UAE economy set for faster growth despite flat oil output
Trade, manufacturing, construction and tourism will help to propel GDP growth to a stronger 3.8 per cent this year as the rise in oil output slows, estimates Emirates NBD.
Expansion would pick up from 3.7 per cent last year, the country's biggest bank by assets estimated.
Forecasts for both years were raised by the bank, up by 0.7 percentage points for last year and 0.3 percentage points for this year.
"We expect regional demand, buoyed by strong government spending in Saudi Arabia, Qatar and Oman to have a positive knock-on impact on the UAE's economy," Khatija Haque, senior economist at Emirates NBD wrote.
The uptick in the UAE's economy this year is in contrast to waning performance elsewhere in the GCC, where average growth would slow to 4.6 per cent this year from an estimated 6 per cent last year, according to the bank.
Expansion in the past two years was supported by higher oil output as the GCC raised production to make up for cuts to Libyan output in 2011 and more recently for the dip in Iran's exports as a result of international sanctions.
But oil output would remain broadly flat this year under its base-case scenario, the bank wrote. Most GDP growth would come from the non-oil sectors this year, it estimated.
Offsetting Abu Dhabi's flat oil output would be a 5 per cent acceleration in the non-oil sector, it estimated. In a boost to the emirate's construction market, a consortium led by Arabtec was last week awarded the Dh2.4 billion (US$653.3 million) contract to build the Louvre Abu Dhabi.
In Dubai, the epicentre of the country's non-oil economy, growth would register 3.9 per cent this year, the bank said. Spearheading activity was robust performance in the services industry, as measured by HSBC's purchasing managers index, which reached a 19-month high last month. Manufacturing, which accounts for 14 per cent of the emirate's GDP, would continue to strengthen.
China's accelerating economy and strong spending in Saudi Arabia, Oman and Qatar would help to underpin a pickup in non-oil trade this year, said Emirates NBD.
Growth in money supply and private-sector credit would also pick up this year, it said.
Although the level of fiscal stimulus in the UAE is below that of other parts of the region, the economy is still expected to feel the benefits of government spending elsewhere.
"Manufacturing and construction companies would benefit from higher infrastructure investment in neighbouring countries. Job creation efforts and higher salaries will continue to support tourism and retail," wrote analysts at the bank.
In the absence of expansion in Saudi Arabia's oil sector, activity would be bolstered by higher than budgeted public sector expenditure, the bank said. Growth would moderate from 6.8 per cent last year to 5.4 per cent this year.
Jadwa Investment, the Saudi investment bank, expects GDP in the GCC's largest economy to slow to 4.2 per cent this year, from 6.8 per cent last year.

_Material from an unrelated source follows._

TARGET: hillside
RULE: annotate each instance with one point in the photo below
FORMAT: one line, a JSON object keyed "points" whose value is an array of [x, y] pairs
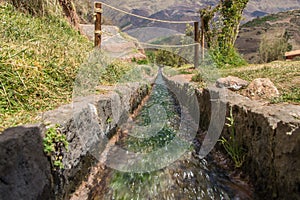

"Education, infrastructure, construction will benefit from capital spending, while retail, finance and utilities will be supported by domestic consumption," said Fahad Alturki, senior economist at Jadwa. "Domestic consumption will also be supported by the labour market reform including the Saudisation programme to create jobs and establishing a minimum wage in the private sector."
Inflation may emerge with greater force this year in the UAE and wider GCC, said Emirates NBD.
Consumer prices in the UAE would rise by an average of 2.5 per cent this year as the housing market revived, it forecast. Across the GCC, inflation would average 4.5 per cent.
Inflation in the capital reached 1.1 per cent last year, according to a report released yesterday from Statistics Centre-Abu Dhabi. Prices rose 0.7 per cent last month from the same period a year earlier, it said, with the largest increases recorded in the hotels and restaurant segment.